Ninguém aparece com um plano perfeito. Há zonas onde os mangais continuam a ser destruídos, enquanto noutras são recuperados. 600,000 árvores é um número enorme - e, ao mesmo tempo, muito aquém do que já se perdeu. Ainda assim, cada projeto bem-sucedido repete a mesma lição: ouvir a maré, trabalhar com o conhecimento local e dar à natureza espaço para fazer o trabalho pesado.
Num mundo viciado em resultados imediatos, isto é uma ideia estranhamente radical.
| Ponto-chave | Detalhe | Interesse para o leitor |
|---|---|---|
| Proteção contra tempestades | As faixas de mangal reduzem a energia das ondas e amortecem as marés de tempestade antes de atingirem a costa. | Perceber como uma barreira verde “suave” pode proteger casas, estradas e meios de subsistência. |
| Captura de carbono | Os mangais armazenam grandes quantidades de carbono na biomassa e em solos profundos e encharcados. | Entender porque estas florestas costeiras são relevantes para o aquecimento global, mesmo longe de casa. |
| Recuperação do ecossistema | O restauro reativa viveiros de peixe, habitat de aves e economias locais. | Compreender como a recuperação da natureza pode traduzir-se em segurança alimentar e emprego. |
Perguntas frequentes:
- Como é que os mangais reduzem, na prática, os danos das tempestades?

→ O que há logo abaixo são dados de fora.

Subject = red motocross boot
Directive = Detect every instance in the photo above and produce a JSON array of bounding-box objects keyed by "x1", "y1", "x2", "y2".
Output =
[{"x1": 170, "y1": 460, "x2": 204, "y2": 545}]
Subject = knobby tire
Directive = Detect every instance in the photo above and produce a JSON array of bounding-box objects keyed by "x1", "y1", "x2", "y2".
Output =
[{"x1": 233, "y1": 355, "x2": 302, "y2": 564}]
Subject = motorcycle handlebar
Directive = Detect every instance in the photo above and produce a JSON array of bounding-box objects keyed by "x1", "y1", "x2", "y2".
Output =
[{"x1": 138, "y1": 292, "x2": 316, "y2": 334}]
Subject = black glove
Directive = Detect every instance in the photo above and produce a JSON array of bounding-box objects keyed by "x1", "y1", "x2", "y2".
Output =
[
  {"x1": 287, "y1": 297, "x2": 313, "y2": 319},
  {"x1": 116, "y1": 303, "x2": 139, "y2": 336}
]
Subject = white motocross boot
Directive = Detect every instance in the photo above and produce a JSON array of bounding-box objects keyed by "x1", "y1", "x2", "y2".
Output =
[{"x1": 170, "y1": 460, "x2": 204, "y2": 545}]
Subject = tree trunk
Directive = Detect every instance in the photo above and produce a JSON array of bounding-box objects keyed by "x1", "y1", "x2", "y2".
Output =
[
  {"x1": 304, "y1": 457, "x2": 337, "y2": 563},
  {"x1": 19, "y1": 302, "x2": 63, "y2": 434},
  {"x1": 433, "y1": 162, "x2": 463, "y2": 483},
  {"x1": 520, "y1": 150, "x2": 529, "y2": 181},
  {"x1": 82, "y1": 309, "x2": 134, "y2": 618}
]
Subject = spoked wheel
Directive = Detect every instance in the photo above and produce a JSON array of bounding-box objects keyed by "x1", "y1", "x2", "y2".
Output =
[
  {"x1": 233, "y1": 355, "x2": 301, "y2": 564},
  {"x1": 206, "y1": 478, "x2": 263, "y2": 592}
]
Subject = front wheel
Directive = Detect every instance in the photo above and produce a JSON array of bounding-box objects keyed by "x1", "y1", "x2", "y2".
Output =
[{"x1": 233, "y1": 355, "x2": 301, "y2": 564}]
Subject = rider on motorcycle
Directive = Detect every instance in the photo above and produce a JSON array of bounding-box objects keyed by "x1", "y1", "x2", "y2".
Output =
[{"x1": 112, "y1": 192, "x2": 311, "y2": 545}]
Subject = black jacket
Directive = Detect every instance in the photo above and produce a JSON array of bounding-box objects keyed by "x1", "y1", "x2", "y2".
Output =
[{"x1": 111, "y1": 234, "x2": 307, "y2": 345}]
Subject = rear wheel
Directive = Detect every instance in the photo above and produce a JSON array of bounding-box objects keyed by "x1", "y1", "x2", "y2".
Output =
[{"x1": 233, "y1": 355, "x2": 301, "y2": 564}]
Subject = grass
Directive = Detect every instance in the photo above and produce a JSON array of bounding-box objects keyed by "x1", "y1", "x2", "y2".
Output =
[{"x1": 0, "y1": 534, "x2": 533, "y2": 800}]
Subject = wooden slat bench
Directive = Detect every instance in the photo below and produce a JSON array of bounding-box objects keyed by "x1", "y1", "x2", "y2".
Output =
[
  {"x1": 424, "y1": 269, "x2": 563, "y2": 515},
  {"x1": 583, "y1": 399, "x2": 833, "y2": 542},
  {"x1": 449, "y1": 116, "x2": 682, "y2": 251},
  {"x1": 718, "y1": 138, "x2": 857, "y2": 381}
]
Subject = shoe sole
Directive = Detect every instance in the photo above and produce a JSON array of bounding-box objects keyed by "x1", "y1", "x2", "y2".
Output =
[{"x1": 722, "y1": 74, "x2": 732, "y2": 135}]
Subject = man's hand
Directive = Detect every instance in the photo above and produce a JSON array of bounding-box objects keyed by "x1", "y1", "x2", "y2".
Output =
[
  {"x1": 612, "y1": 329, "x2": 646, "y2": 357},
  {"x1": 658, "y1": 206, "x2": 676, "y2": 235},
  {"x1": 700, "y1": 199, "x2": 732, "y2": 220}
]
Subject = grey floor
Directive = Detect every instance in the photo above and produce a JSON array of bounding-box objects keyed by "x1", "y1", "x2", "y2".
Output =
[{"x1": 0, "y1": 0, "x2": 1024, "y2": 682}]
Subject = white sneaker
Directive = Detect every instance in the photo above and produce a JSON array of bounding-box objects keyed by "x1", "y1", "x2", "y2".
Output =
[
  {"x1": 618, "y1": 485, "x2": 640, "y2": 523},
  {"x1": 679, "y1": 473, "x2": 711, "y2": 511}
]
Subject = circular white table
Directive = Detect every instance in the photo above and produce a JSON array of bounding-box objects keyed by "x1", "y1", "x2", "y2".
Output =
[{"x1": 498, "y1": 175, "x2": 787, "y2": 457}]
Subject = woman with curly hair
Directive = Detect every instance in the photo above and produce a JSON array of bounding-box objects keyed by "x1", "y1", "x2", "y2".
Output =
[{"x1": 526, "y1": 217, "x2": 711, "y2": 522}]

As raízes e os troncos densos funcionam como um quebra-mar natural, abrandando as ondas e reduzindo a sua altura antes de chegarem à costa, o que limita a erosão e as inundações.
- 600,000 árvores restauradas chegam para mudar o clima? Por si só, não. São uma peça valiosa do puzzle, pois armazenam carbono de forma significativa a nível local, mas têm de caminhar a par de cortes profundos nas emissões de combustíveis fósseis.
- Porque é que os mangais foram destruídos em primeiro lugar? Urbanização costeira, viveiros de camarão, exploração de madeira e poluição eliminaram ou degradaram grandes áreas, muitas vezes trocando proteção de longo prazo por lucro de curto prazo.
- Os turistas podem ajudar o restauro de mangais de forma relevante? Sim: apoiando projetos liderados por comunidades, escolhendo operadores que financiem ou conduzam programas de plantação e evitando negócios que danifiquem zonas húmidas costeiras.
- Qual é o maior erro em projetos de restauro de mangais? Plantar a espécie errada no local errado e depois abandonar. Os esforços que resultam envolvem comunidades locais, monitorização a longo prazo e trabalho a favor - e não contra - os padrões naturais das marés.